Chemical Archeology (see Christoph’s comment) is the process of extracting chemical information from old journal articles. Some time ago, Peter Corbett from the group of Peter Murray-Rust visited the CUBIC to talk to us about Oscar3 which can do just that. That day, we already hooked OPSIN into Bioclipse .

Oscar3, however, is capable of more than the name2structure of OPSIN (see also 10.1039/b411033a; it can take a plain text file with an experimental section with details on the synthesis of small organic compounds, and analyze the chemistry in that. This functionality has been available as an RSC authoring tool for some time now (see also 10.1039/b411699m). Unfortunately, what publisher put online (PDF and HTML) is much more difficult to process with Oscar3: those formats are often optimized for display, not for machine processing. The HTML can be cleaned up, but there is no general approach.

Christoph Steinbeck is going to present at the upcoming ACS meeting the use of Oscar3 for extraction of NMR spectra from old journal article, in preperation for submission to the NMRShiftDB.org (see the abstract of CINF 101).

Since the full Oscar3 was not hooked into Bioclipse yet, I had some work to do.
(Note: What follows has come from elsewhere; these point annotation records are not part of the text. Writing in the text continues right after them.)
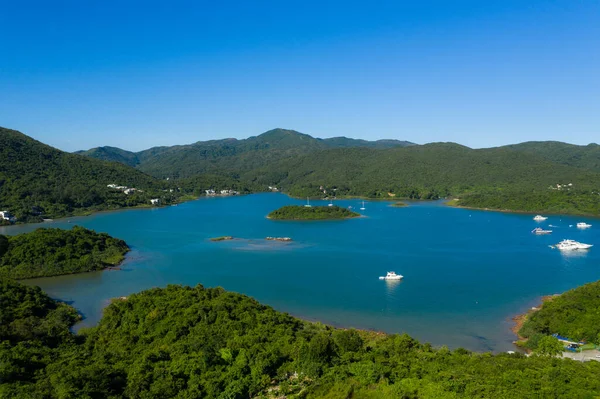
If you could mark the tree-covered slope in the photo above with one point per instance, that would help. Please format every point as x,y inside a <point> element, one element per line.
<point>112,154</point>
<point>34,332</point>
<point>209,343</point>
<point>54,252</point>
<point>229,156</point>
<point>345,142</point>
<point>295,212</point>
<point>585,157</point>
<point>574,314</point>
<point>38,179</point>
<point>422,171</point>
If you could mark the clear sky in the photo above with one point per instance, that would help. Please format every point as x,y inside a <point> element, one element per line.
<point>80,74</point>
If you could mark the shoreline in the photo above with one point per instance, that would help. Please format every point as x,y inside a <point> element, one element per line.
<point>520,319</point>
<point>587,215</point>
<point>91,213</point>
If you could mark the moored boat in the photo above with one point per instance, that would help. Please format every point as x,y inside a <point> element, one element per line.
<point>391,276</point>
<point>540,231</point>
<point>572,245</point>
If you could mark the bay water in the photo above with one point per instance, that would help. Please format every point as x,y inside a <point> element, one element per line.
<point>466,272</point>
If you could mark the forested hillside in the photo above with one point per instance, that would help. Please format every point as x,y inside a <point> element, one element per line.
<point>197,342</point>
<point>54,252</point>
<point>230,156</point>
<point>426,171</point>
<point>586,157</point>
<point>574,314</point>
<point>37,181</point>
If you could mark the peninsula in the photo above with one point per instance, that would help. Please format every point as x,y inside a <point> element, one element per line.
<point>54,252</point>
<point>296,212</point>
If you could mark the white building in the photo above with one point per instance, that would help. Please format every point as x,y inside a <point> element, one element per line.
<point>6,215</point>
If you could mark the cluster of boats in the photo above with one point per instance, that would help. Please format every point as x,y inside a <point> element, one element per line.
<point>564,245</point>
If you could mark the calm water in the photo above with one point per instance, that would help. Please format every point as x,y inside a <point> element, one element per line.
<point>466,272</point>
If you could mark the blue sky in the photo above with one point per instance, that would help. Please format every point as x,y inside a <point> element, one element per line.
<point>80,74</point>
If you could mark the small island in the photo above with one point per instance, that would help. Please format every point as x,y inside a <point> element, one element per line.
<point>54,252</point>
<point>222,238</point>
<point>282,239</point>
<point>296,212</point>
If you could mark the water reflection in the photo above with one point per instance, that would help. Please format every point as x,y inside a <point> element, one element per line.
<point>391,286</point>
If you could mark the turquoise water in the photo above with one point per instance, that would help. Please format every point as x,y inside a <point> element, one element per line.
<point>466,272</point>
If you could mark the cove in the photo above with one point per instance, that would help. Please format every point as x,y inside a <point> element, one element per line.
<point>466,271</point>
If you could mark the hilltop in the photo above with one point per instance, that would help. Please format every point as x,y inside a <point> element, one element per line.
<point>37,180</point>
<point>229,155</point>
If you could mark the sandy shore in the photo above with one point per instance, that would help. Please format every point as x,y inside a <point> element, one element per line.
<point>520,319</point>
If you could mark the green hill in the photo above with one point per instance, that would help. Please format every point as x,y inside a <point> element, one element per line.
<point>37,180</point>
<point>112,154</point>
<point>425,171</point>
<point>229,156</point>
<point>54,252</point>
<point>573,314</point>
<point>296,212</point>
<point>586,157</point>
<point>196,342</point>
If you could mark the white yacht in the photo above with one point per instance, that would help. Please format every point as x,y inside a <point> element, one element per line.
<point>539,231</point>
<point>571,245</point>
<point>391,276</point>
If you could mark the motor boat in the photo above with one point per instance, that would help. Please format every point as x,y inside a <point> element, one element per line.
<point>540,231</point>
<point>391,276</point>
<point>572,245</point>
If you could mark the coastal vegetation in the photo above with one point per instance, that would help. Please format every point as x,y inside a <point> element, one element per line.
<point>296,212</point>
<point>199,342</point>
<point>222,238</point>
<point>573,314</point>
<point>574,202</point>
<point>38,181</point>
<point>52,252</point>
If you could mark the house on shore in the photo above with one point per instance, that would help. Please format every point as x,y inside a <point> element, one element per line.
<point>6,215</point>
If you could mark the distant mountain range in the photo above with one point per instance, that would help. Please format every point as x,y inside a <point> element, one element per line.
<point>516,177</point>
<point>38,180</point>
<point>229,155</point>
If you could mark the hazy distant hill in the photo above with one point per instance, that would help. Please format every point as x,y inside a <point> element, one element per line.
<point>229,155</point>
<point>112,154</point>
<point>431,170</point>
<point>35,177</point>
<point>587,157</point>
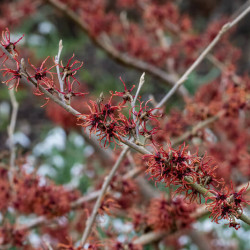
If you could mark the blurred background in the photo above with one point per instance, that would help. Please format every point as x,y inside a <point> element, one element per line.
<point>49,138</point>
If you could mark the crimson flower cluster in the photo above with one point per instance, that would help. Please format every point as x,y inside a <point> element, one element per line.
<point>107,121</point>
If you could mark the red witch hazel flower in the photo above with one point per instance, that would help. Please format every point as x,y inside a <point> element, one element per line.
<point>92,120</point>
<point>68,70</point>
<point>126,94</point>
<point>8,45</point>
<point>145,113</point>
<point>67,73</point>
<point>16,76</point>
<point>41,75</point>
<point>237,198</point>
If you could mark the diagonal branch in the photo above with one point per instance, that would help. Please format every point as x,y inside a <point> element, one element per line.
<point>104,43</point>
<point>205,52</point>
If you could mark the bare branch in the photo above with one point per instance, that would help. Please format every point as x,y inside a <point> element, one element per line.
<point>185,76</point>
<point>105,186</point>
<point>122,58</point>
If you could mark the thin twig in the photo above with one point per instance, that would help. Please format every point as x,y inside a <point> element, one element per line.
<point>185,76</point>
<point>105,186</point>
<point>57,61</point>
<point>141,82</point>
<point>11,128</point>
<point>122,58</point>
<point>196,128</point>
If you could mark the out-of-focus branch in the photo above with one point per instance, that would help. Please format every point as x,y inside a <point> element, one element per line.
<point>57,61</point>
<point>104,43</point>
<point>11,128</point>
<point>196,128</point>
<point>207,50</point>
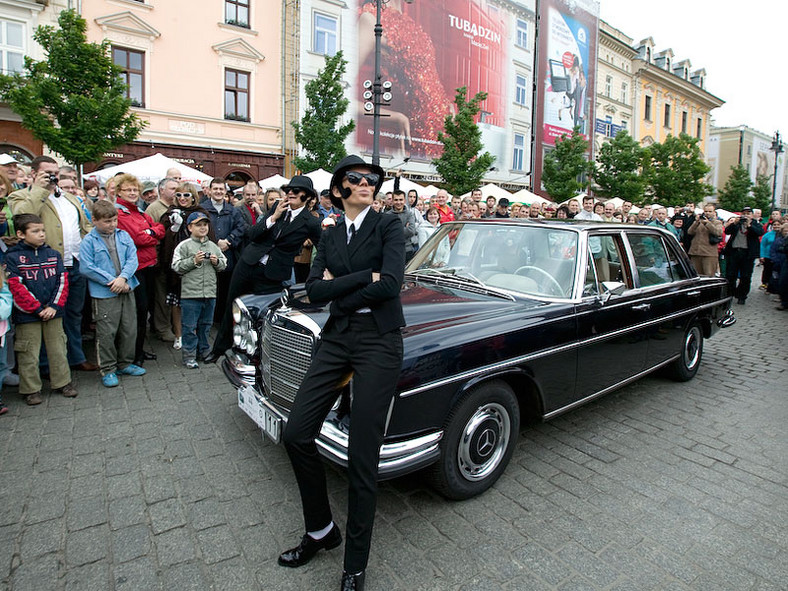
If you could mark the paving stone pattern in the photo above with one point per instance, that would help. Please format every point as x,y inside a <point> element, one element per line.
<point>163,483</point>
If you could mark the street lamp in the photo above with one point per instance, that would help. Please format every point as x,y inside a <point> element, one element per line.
<point>377,93</point>
<point>777,148</point>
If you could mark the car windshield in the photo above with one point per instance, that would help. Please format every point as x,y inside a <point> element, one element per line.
<point>532,260</point>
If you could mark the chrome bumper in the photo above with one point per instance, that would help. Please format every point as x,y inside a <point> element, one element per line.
<point>396,459</point>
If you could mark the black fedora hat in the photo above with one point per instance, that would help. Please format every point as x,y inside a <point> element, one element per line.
<point>304,183</point>
<point>346,164</point>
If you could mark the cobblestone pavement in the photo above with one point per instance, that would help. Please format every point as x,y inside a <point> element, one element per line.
<point>163,483</point>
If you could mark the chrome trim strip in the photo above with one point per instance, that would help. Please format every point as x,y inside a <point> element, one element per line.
<point>591,397</point>
<point>539,354</point>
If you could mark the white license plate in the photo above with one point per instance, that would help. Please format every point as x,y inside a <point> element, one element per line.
<point>251,404</point>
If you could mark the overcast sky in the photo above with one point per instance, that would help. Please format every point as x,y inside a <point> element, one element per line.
<point>742,45</point>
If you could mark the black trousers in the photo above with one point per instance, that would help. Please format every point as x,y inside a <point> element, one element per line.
<point>738,264</point>
<point>376,361</point>
<point>245,279</point>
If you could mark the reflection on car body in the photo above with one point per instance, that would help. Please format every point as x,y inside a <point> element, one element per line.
<point>505,319</point>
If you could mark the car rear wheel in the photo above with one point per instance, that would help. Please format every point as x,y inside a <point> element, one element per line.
<point>686,366</point>
<point>480,436</point>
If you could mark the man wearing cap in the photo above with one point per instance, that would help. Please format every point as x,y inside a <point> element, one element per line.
<point>741,250</point>
<point>268,257</point>
<point>359,269</point>
<point>228,228</point>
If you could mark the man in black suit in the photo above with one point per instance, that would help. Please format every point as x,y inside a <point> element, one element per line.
<point>267,259</point>
<point>359,268</point>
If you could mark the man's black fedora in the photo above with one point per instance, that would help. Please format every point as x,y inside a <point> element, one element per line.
<point>346,164</point>
<point>301,182</point>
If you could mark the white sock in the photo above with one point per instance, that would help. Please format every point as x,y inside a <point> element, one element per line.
<point>321,533</point>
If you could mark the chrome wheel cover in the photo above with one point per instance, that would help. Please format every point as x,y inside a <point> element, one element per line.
<point>483,441</point>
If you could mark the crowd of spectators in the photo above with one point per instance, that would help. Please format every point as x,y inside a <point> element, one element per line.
<point>140,242</point>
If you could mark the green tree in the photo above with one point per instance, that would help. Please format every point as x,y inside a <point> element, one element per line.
<point>762,193</point>
<point>675,171</point>
<point>461,165</point>
<point>75,100</point>
<point>617,170</point>
<point>565,169</point>
<point>736,192</point>
<point>319,132</point>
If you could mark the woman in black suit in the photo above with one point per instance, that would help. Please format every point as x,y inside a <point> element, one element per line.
<point>359,268</point>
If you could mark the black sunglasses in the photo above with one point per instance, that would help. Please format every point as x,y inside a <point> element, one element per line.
<point>354,178</point>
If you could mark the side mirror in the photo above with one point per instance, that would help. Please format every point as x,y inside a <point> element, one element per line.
<point>611,288</point>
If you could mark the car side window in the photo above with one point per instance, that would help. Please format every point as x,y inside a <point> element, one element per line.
<point>651,259</point>
<point>605,263</point>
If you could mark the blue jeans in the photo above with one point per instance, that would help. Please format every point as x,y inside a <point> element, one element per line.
<point>196,320</point>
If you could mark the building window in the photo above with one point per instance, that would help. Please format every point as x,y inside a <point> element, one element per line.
<point>522,34</point>
<point>132,63</point>
<point>12,47</point>
<point>521,90</point>
<point>519,151</point>
<point>236,95</point>
<point>236,12</point>
<point>325,36</point>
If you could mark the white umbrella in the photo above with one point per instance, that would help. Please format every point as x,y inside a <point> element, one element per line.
<point>321,179</point>
<point>151,168</point>
<point>404,185</point>
<point>274,182</point>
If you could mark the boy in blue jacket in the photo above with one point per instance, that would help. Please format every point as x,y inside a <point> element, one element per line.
<point>108,259</point>
<point>38,281</point>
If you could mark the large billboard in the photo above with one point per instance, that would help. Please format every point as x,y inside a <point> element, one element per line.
<point>429,49</point>
<point>566,74</point>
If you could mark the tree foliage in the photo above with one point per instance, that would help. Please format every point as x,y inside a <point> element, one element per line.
<point>565,169</point>
<point>461,165</point>
<point>675,171</point>
<point>75,100</point>
<point>319,132</point>
<point>737,190</point>
<point>617,170</point>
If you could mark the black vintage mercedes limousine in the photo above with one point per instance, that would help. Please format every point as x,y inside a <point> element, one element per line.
<point>505,319</point>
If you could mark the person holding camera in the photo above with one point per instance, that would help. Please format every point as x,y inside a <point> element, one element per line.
<point>742,249</point>
<point>66,223</point>
<point>704,234</point>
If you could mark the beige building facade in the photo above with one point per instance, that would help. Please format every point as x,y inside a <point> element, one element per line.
<point>670,97</point>
<point>615,85</point>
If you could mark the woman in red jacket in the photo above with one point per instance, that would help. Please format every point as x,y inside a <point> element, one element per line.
<point>146,235</point>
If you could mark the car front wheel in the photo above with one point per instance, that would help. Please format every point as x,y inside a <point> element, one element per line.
<point>480,436</point>
<point>686,366</point>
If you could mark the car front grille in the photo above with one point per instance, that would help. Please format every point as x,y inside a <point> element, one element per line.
<point>286,355</point>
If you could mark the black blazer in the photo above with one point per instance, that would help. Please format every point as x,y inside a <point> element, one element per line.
<point>280,242</point>
<point>379,246</point>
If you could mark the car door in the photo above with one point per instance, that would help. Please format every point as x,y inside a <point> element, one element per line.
<point>669,292</point>
<point>613,343</point>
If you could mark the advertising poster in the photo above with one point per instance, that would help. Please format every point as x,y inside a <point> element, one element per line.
<point>566,70</point>
<point>429,49</point>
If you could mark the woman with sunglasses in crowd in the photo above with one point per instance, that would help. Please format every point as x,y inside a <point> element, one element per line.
<point>174,222</point>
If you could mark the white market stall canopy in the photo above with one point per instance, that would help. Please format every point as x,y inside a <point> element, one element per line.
<point>273,182</point>
<point>404,185</point>
<point>152,168</point>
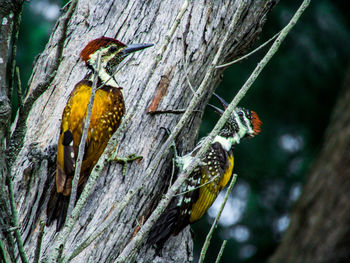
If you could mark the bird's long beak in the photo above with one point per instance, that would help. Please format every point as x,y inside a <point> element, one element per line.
<point>135,47</point>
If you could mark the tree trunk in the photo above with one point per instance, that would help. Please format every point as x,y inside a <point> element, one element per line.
<point>195,41</point>
<point>9,13</point>
<point>320,222</point>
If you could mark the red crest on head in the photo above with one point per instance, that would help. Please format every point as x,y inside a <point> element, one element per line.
<point>256,122</point>
<point>96,44</point>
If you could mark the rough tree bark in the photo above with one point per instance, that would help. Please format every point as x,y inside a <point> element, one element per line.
<point>9,14</point>
<point>196,39</point>
<point>320,222</point>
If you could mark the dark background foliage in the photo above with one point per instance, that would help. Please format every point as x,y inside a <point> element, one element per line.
<point>293,96</point>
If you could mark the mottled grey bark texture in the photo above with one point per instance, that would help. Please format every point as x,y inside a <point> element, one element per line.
<point>320,222</point>
<point>196,40</point>
<point>9,11</point>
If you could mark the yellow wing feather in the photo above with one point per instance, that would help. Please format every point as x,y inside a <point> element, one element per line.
<point>209,192</point>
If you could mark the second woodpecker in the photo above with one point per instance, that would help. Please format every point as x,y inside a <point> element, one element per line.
<point>207,180</point>
<point>107,112</point>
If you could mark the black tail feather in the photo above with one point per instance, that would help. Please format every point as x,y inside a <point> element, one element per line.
<point>57,209</point>
<point>164,227</point>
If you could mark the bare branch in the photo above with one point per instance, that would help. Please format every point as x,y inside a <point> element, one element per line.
<point>15,221</point>
<point>221,251</point>
<point>82,144</point>
<point>213,226</point>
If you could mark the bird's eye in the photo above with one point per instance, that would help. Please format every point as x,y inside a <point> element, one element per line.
<point>112,49</point>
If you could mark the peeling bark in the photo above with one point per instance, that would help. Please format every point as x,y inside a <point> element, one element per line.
<point>319,229</point>
<point>164,87</point>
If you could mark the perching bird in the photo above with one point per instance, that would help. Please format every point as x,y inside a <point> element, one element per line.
<point>107,112</point>
<point>208,179</point>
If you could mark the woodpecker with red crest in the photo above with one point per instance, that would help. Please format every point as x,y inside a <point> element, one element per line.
<point>107,112</point>
<point>207,180</point>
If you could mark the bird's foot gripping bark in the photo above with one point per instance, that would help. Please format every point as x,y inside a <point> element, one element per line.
<point>125,160</point>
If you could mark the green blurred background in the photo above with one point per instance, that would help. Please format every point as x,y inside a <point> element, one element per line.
<point>293,96</point>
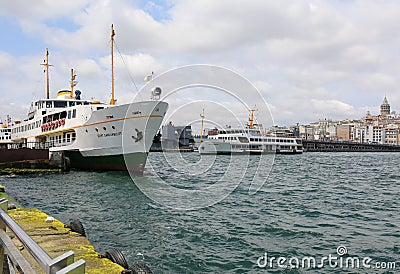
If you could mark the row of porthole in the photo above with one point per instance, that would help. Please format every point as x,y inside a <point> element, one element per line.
<point>97,130</point>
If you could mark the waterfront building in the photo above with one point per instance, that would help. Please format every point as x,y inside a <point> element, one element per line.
<point>385,107</point>
<point>378,129</point>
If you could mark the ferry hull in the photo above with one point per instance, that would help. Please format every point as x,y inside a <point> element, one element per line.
<point>133,162</point>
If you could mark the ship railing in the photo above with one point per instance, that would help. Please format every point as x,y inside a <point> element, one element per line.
<point>39,145</point>
<point>63,264</point>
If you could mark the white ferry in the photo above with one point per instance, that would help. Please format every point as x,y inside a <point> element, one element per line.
<point>90,133</point>
<point>249,140</point>
<point>5,135</point>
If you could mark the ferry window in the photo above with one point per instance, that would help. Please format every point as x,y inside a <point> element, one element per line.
<point>60,104</point>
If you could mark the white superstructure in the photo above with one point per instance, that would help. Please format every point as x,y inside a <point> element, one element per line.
<point>248,140</point>
<point>92,134</point>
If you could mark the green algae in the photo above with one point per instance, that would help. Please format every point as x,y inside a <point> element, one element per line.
<point>28,171</point>
<point>56,239</point>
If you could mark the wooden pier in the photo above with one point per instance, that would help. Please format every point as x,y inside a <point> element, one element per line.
<point>331,146</point>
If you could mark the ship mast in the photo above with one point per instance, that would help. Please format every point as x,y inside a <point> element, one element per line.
<point>202,125</point>
<point>112,101</point>
<point>251,118</point>
<point>47,65</point>
<point>73,83</point>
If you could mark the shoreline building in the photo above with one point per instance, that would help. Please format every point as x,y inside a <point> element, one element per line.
<point>379,129</point>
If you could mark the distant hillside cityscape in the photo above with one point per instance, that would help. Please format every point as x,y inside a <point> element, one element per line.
<point>380,129</point>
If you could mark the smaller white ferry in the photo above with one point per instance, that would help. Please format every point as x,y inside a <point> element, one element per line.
<point>249,140</point>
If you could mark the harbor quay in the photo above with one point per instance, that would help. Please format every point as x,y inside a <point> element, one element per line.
<point>39,243</point>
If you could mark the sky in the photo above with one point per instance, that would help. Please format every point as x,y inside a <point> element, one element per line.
<point>308,59</point>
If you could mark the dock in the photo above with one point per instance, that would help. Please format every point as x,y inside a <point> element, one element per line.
<point>54,238</point>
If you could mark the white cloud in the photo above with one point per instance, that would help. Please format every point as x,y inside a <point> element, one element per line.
<point>308,58</point>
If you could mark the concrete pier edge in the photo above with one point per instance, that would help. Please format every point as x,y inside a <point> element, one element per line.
<point>53,237</point>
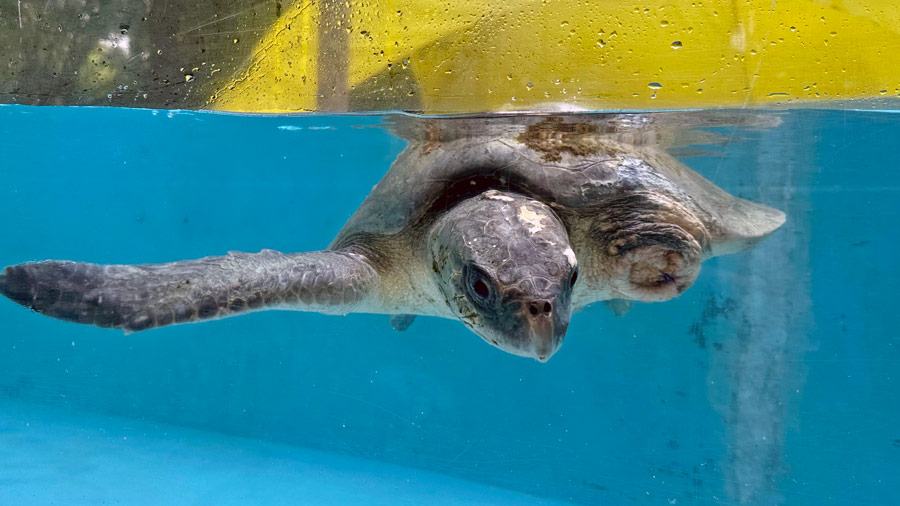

It took me some time to figure out how to properly configure Oscar3, and what additional things I had to do to clean up the HTML used by publishers to get Oscar3 to extract NMR spectra (thanx to PeterC for hints!). I also had to tweak the Oscar3 code itself here and there, but that’s what opensource is about :) (Peter, if you are reading this: I have a number of patches for the Oscar3 code in bc_oscar; let me know if you’re interested in them.)

This is the end result:

Note especially the hierarchy in the resource navigator on the left. The misc folder contains all the chemistry found in the article. But more importantly is that for six molecules it fully detected he experimental section! For 3-(2-Oxocyclooctanyl)-3-phenylpropan-1-al (InChI=1/C17H22O2/c18-13-12-15(14-8-4-3-5-9-14)16-10-6-1-2-7-11-17(16)19/h3-5,8-9,13,15-16H,1-2,6-7,10-12H2) it derived the molecular structure (with OPSIN), and a few spectra: H-NMR, high-resolution MS and IR.

So, if you attend the ACS meeting: make sure to visit Christoph’s CINF 101 presentation!